Although the association between Down’s syndrome (DS) and thyroid dysfunction is well recognized, the cause of this condition is not known.

Methods:

Hospital records of patients with DS and hypothyroidism referred to our clinic were retrospectively reviewed. Initial thyroid hormone and thyrotropin (TSH) levels, age at admission, initial anthropometric measurements, age at the beginning of therapy, initial L-thyroxine (L-T4) doses, time to normalization of the thyroid function tests, and L-T4 dose at last visit were recorded. Thyroid ultrasound imaging was used to measure the size of the gland. Descriptive data were expressed as mean±SD values. Skewed data were shown as median and interquartile ranges (IQR).

Results:

There were 62 patients with DS (32 male and 30 female). Median TSH level at the first visit was 10.40 (19.4) µIU/mL and median free T4 level was 1.18 (0.43) ng/dL. There was no statistical difference in terms of age, hormone and antibody levels, thyroid volume and L-T4 doses between boys and girls. Thyroid volumes of 54 patients were measured. Only nine of these patients had a normal-sized thyroid gland. Median total thyroid volume was 0.89 (2.07) mL. Thyroid volume was negatively correlated to L-T4 dose at last visit (p=0.006, r=-0.387).

Conclusions:

We found a high prevalence of thyroid dysgenesis in patients with DS and hypothyroidism. This association has not been reported before. Further studies investigating the thyroid gland size in these patients need to be performed to confirm the results.

Keywords:
Down’s syndrome, hypothyroidism, thyroid dysgenesis

Introduction

The association between Down’s syndrome (DS) and thyroid disorders is well recognized. Patients with DS have an increased prevalence of both congenital hypothyroidism (CH) and acquired thyroid dysfunction (1,2,3). Former studies demonstrated that the frequency of CH in these patients was 28 times higher than in the general population (2). Mild plasma thyrotropin (TSH) elevation with normal thyroxine (T4) levels is the most commonly seen pattern of thyroid dysfunction in DS (4,5,6,7). Gibson et al (7) measured TSH and T4 levels in 122 children with DS aged 6-14 years, repeated the measurements four to six years later in 103 adolescents aged 10-20 years, and reported that these biochemical deviations decreased with age - seventy percent of individuals with subclinical hypothyroidism in the first test had become normal in the second one. On the other hand, a recent longitudinal study has demonstrated that the prevalence of normal thyroid function in patients with DS significantly decreased from 90.8% to 41.7% throughout a 10-year follow-up period (8). These latter authors have concluded that patients with DS should be carefully followed annually. The prevalence of thyroid dysfunction in DS might be even higher than previously reported.

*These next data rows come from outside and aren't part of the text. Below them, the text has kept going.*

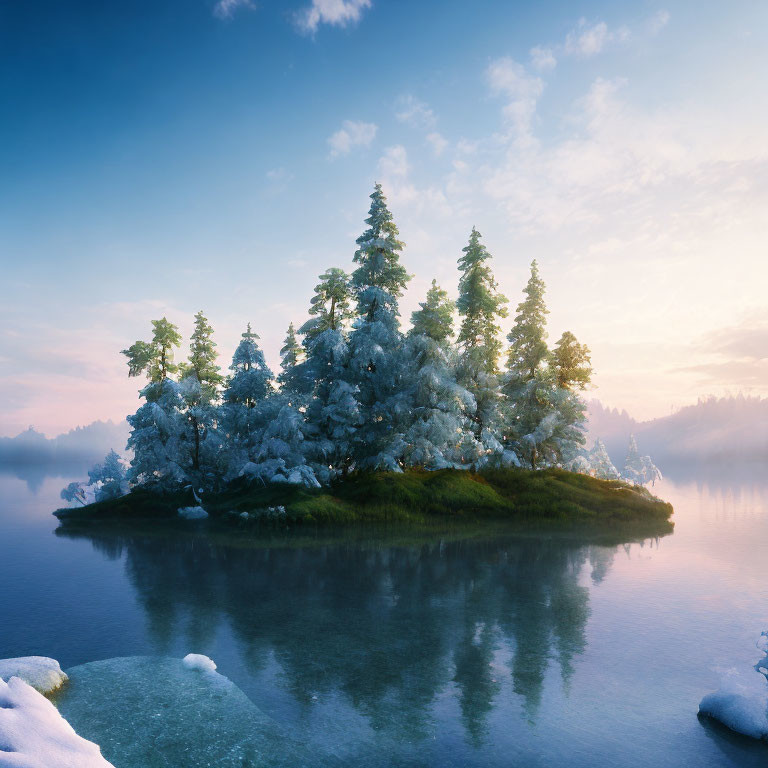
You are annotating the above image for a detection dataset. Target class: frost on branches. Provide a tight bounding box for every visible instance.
[62,184,660,507]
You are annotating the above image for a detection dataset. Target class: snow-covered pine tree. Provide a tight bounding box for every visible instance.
[347,184,411,471]
[456,227,507,463]
[221,323,274,477]
[404,280,479,469]
[122,317,187,488]
[503,260,558,469]
[88,451,129,501]
[179,311,224,480]
[300,268,360,483]
[277,323,305,395]
[588,437,619,480]
[551,331,592,466]
[180,310,224,401]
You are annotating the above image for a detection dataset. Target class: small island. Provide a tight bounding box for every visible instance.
[55,468,672,533]
[55,184,672,526]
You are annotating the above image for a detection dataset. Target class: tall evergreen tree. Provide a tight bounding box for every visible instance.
[122,317,187,488]
[222,323,274,475]
[121,317,181,383]
[348,184,410,470]
[503,260,557,469]
[403,280,478,469]
[180,310,224,400]
[301,268,360,482]
[456,227,507,459]
[277,323,304,384]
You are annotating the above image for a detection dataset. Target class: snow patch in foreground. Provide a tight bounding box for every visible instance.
[0,676,114,768]
[179,506,208,520]
[0,656,69,693]
[699,631,768,739]
[182,653,216,672]
[58,656,312,768]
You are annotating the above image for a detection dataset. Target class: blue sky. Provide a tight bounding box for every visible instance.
[0,0,768,434]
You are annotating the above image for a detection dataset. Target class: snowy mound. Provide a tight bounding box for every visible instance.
[699,632,768,739]
[179,507,208,520]
[0,656,67,693]
[0,680,114,768]
[59,656,310,768]
[182,653,216,672]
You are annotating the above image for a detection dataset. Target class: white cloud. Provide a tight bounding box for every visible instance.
[328,120,379,157]
[379,144,409,178]
[266,167,293,184]
[563,19,630,59]
[531,45,557,72]
[295,0,371,35]
[395,95,437,128]
[486,56,544,138]
[213,0,255,19]
[427,131,449,155]
[648,10,670,34]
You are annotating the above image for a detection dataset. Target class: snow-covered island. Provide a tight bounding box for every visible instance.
[56,184,671,522]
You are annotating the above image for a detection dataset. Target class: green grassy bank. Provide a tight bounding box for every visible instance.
[54,469,672,525]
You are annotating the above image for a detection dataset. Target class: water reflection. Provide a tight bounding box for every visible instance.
[57,525,669,746]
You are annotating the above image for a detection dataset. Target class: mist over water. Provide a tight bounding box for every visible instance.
[0,464,768,768]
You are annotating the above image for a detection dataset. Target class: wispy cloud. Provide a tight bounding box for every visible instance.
[328,120,379,157]
[395,95,437,128]
[648,10,670,34]
[213,0,256,19]
[379,144,409,178]
[531,45,557,72]
[563,19,630,59]
[294,0,372,35]
[486,56,544,138]
[427,131,450,156]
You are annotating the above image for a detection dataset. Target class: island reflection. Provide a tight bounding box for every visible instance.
[57,523,671,747]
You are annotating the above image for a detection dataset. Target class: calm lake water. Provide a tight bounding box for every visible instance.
[0,464,768,768]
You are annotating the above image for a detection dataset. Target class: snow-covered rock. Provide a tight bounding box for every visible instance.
[57,656,310,768]
[0,676,114,768]
[0,656,68,693]
[699,632,768,740]
[182,653,216,672]
[178,506,208,520]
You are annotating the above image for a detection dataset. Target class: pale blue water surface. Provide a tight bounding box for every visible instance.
[0,462,768,768]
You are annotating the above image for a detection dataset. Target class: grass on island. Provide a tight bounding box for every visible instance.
[55,469,672,524]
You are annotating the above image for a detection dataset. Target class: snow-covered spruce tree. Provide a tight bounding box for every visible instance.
[456,227,516,464]
[179,310,224,401]
[347,184,411,471]
[122,317,187,490]
[88,451,129,501]
[221,323,274,477]
[301,268,360,483]
[551,331,592,468]
[179,311,224,488]
[503,260,558,469]
[587,437,619,480]
[403,280,478,469]
[277,323,307,399]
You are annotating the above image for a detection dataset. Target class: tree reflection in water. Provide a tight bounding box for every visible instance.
[57,524,668,746]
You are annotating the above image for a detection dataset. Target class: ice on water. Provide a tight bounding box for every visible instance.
[699,631,768,739]
[179,506,208,520]
[182,653,216,672]
[0,676,110,768]
[0,656,67,693]
[59,654,307,768]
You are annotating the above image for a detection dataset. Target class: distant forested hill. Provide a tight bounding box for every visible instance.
[0,421,129,465]
[588,395,768,472]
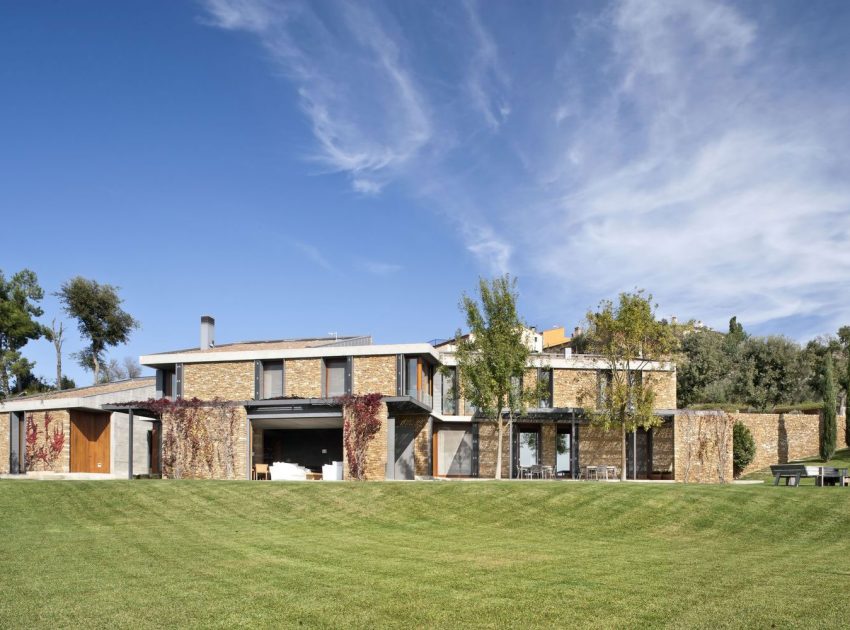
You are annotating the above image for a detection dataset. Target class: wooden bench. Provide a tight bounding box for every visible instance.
[770,464,847,486]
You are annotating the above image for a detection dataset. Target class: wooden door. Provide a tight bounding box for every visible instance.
[70,411,110,473]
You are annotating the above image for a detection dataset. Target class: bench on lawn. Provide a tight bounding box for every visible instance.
[770,464,848,486]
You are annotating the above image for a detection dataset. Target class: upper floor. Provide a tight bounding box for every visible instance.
[141,318,676,417]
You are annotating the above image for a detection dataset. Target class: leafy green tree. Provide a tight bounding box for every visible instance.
[0,269,45,398]
[56,276,139,383]
[455,274,533,479]
[676,330,732,408]
[820,354,837,461]
[732,422,756,477]
[583,290,675,479]
[838,326,850,446]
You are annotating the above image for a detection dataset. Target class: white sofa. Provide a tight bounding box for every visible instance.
[269,462,310,481]
[322,462,342,481]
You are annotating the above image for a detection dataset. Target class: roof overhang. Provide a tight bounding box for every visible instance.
[139,343,440,368]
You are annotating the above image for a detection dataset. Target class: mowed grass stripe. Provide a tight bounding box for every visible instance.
[0,481,850,628]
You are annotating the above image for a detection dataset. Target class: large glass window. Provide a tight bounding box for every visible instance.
[261,361,283,398]
[443,368,457,415]
[437,428,472,477]
[519,429,540,466]
[404,357,419,398]
[325,359,346,398]
[555,431,572,477]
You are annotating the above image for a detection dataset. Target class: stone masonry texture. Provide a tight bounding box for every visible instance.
[352,355,396,396]
[284,359,322,398]
[183,361,254,400]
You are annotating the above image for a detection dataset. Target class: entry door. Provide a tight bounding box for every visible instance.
[70,411,110,473]
[395,424,416,479]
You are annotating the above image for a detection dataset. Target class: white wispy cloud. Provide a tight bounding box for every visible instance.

To date, published cross-sectional and longitudinal series in children with DS have covered issues on the frequency and the natural course of hypothyroidism. Yet, the cause of neonatal hypothyroidism in this particular syndrome remains unclear; most patients have normal thyroid scans excluding thyroid agenesis or ectopic thyroid tissue (2,9,10,11). The absence of goiter suggests that it is not caused by dyshormonogenesis (2,10,12).

In this study, we analyzed the characteristics of children with DS receiving L-T4 treatment, aiming to present data for a better understanding of the underlying etiology.

Methods

Hospital records of patients with DS receiving L-T4 treatment were retrospectively reviewed. Patients with CH or acquired hypothyroidism and with abnormal initial thyroid function tests were included in the series, while patients who discontinued treatment and those who had not been followed regularly were excluded.

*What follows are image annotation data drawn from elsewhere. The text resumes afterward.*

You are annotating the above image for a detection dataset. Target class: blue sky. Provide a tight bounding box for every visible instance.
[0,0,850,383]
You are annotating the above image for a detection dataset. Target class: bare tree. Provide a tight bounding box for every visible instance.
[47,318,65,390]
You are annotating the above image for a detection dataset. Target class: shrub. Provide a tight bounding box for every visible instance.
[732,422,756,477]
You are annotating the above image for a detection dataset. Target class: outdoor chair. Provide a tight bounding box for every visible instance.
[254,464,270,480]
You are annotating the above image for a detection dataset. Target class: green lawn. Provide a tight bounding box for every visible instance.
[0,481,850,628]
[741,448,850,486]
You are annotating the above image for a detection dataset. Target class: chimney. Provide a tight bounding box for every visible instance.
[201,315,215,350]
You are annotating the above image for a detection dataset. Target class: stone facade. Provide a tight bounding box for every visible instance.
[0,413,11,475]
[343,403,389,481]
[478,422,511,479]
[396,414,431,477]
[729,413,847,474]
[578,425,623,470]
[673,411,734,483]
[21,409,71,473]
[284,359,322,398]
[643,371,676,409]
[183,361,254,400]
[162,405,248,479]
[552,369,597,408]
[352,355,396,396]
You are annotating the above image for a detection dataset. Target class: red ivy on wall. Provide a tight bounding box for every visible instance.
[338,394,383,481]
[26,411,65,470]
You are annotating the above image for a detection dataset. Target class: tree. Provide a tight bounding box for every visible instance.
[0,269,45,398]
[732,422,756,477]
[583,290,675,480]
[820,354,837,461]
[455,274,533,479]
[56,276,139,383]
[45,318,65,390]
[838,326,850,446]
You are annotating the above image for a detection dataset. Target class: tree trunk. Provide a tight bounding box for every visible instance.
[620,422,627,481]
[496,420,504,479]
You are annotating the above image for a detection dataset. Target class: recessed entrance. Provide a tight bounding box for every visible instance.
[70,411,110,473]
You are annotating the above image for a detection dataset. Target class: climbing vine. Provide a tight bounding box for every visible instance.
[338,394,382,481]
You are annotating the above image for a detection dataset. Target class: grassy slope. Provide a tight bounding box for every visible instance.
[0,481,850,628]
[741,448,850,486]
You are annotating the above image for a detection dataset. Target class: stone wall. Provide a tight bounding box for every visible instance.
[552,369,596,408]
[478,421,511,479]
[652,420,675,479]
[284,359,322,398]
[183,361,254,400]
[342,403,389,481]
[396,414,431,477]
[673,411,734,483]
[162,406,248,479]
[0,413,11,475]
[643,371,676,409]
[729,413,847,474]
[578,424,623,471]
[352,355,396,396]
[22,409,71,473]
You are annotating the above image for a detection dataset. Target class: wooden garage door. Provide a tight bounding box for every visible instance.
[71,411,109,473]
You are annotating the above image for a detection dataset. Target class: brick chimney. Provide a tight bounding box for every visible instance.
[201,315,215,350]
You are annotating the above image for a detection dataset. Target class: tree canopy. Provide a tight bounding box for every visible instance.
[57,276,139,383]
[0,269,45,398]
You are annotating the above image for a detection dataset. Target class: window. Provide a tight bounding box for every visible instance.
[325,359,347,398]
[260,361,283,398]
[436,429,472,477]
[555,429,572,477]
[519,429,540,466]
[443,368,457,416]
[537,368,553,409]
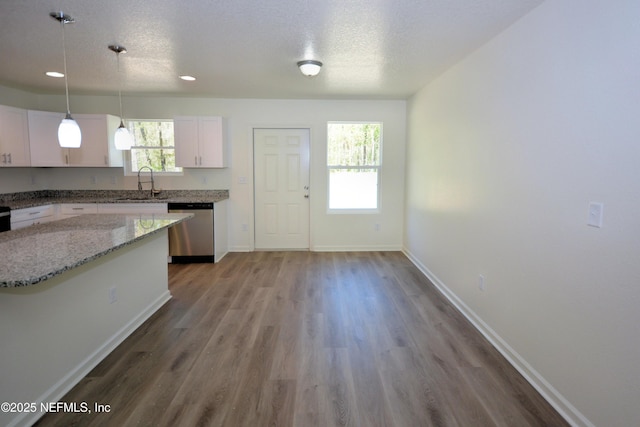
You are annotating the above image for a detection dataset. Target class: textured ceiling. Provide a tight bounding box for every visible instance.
[0,0,543,99]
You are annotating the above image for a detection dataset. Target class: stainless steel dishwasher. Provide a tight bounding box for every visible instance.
[168,203,215,264]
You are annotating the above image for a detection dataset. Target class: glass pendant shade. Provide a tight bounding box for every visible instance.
[114,120,133,150]
[58,114,82,148]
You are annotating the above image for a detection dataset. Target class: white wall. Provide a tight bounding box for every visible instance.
[0,93,406,251]
[405,0,640,426]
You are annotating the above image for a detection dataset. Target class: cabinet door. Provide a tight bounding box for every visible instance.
[27,110,69,166]
[173,117,200,168]
[198,117,226,168]
[0,105,31,167]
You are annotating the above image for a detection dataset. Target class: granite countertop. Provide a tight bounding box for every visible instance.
[0,214,193,288]
[0,190,229,210]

All patients with abnormal thyroid function test results had been referred to our pediatric endocrinology outpatient clinic. Definition of thyroid dysfunction was based on elevated TSH levels. TSH was accepted as elevated if serum TSH level was above 20, 10, and 5 mU/L in DS patients aged from birth to one week, from eight days to one month, and those older than one month, respectively. Subclinical hypothyroidism was considered in cases with a TSH level between 5-10 mU/L and normal free T4 (fT4) level. A diagnosis of overt hypothyroidism was made in infants/children with low fT4 levels and TSH levels greater than 10.1 mU/L.

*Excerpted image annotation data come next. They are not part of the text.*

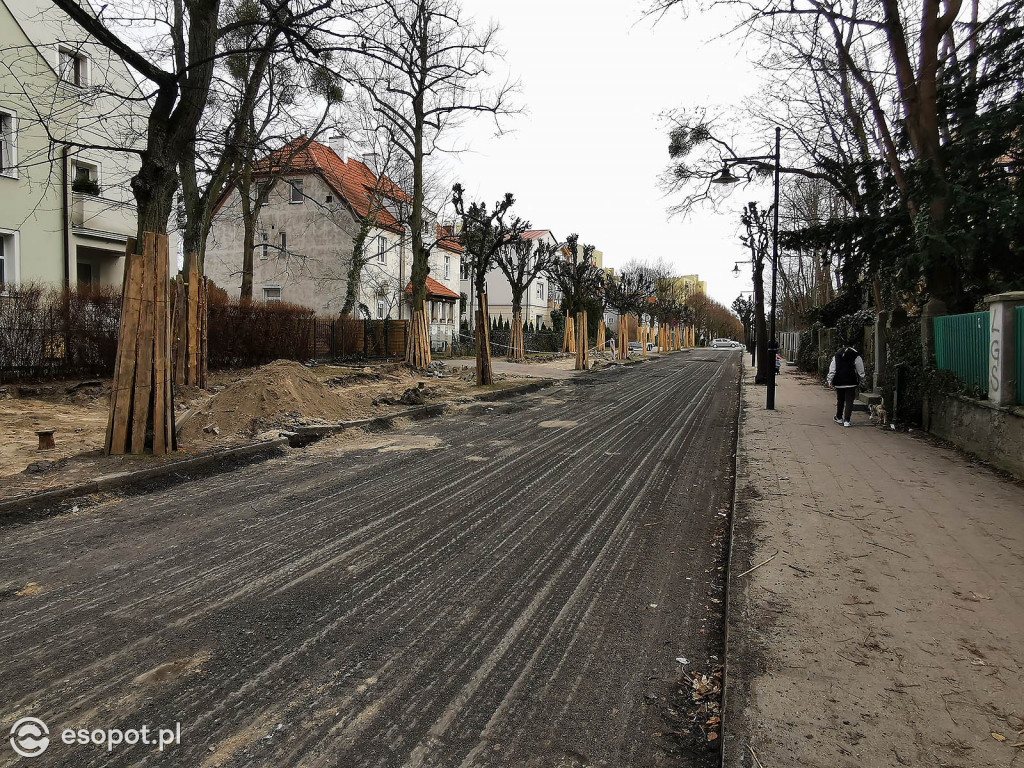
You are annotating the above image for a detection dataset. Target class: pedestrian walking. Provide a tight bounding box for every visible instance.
[827,341,864,427]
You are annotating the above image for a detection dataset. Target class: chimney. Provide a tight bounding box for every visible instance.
[327,133,348,163]
[362,150,381,176]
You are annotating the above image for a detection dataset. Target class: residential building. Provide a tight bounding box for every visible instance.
[205,137,462,352]
[0,0,147,288]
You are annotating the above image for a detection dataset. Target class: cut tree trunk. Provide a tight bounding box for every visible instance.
[406,301,430,368]
[508,310,526,362]
[172,254,209,389]
[476,293,494,386]
[103,232,177,455]
[573,311,590,371]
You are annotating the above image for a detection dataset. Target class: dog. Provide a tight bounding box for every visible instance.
[867,400,888,428]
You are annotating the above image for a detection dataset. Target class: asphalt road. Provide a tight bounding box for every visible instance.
[0,350,739,768]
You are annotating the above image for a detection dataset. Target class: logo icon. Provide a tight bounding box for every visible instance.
[10,718,50,758]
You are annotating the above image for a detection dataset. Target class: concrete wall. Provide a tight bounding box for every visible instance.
[929,395,1024,479]
[205,174,366,319]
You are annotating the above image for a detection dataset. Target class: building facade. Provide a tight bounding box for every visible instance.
[0,0,147,288]
[204,138,461,346]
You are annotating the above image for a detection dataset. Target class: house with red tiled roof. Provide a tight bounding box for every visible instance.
[205,137,462,347]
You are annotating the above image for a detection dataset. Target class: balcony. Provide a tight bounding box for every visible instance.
[71,193,137,243]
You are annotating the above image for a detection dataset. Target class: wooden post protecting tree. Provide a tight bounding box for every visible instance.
[476,293,494,386]
[574,310,590,371]
[103,232,177,455]
[171,259,209,388]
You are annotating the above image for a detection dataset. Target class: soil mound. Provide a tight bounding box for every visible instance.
[180,360,351,441]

Since this study was a retrospective study, all requisite information was not available for all cases. Of available cases, initial fT4 and TSH levels, age at admission, initial anthropometric measurements, and ages of both parents at birth were recorded. Age at the beginning of therapy, initial L-T4 doses, time to normalization of the thyroid function tests, and L-T4 dose at last visit were also recorded.

Thyroid ultrasound imaging was used to measure the size of the gland. The height, width, and depth of each lobe were measured and multiplied. The obtained result was then multiplied by a correction factor, which is 0.479 according to the recommendation of the World Health Organization (13). The calculated volume was then compared to the normal thyroid gland volume values of Turkish healthy children reported by Kurtoglu et al (14). Hormone determinations were made by the chemiluminescence method using Beckman Counter, DX1800 Access Immunoassay Systems. The data for each sex were treated separately and were compared.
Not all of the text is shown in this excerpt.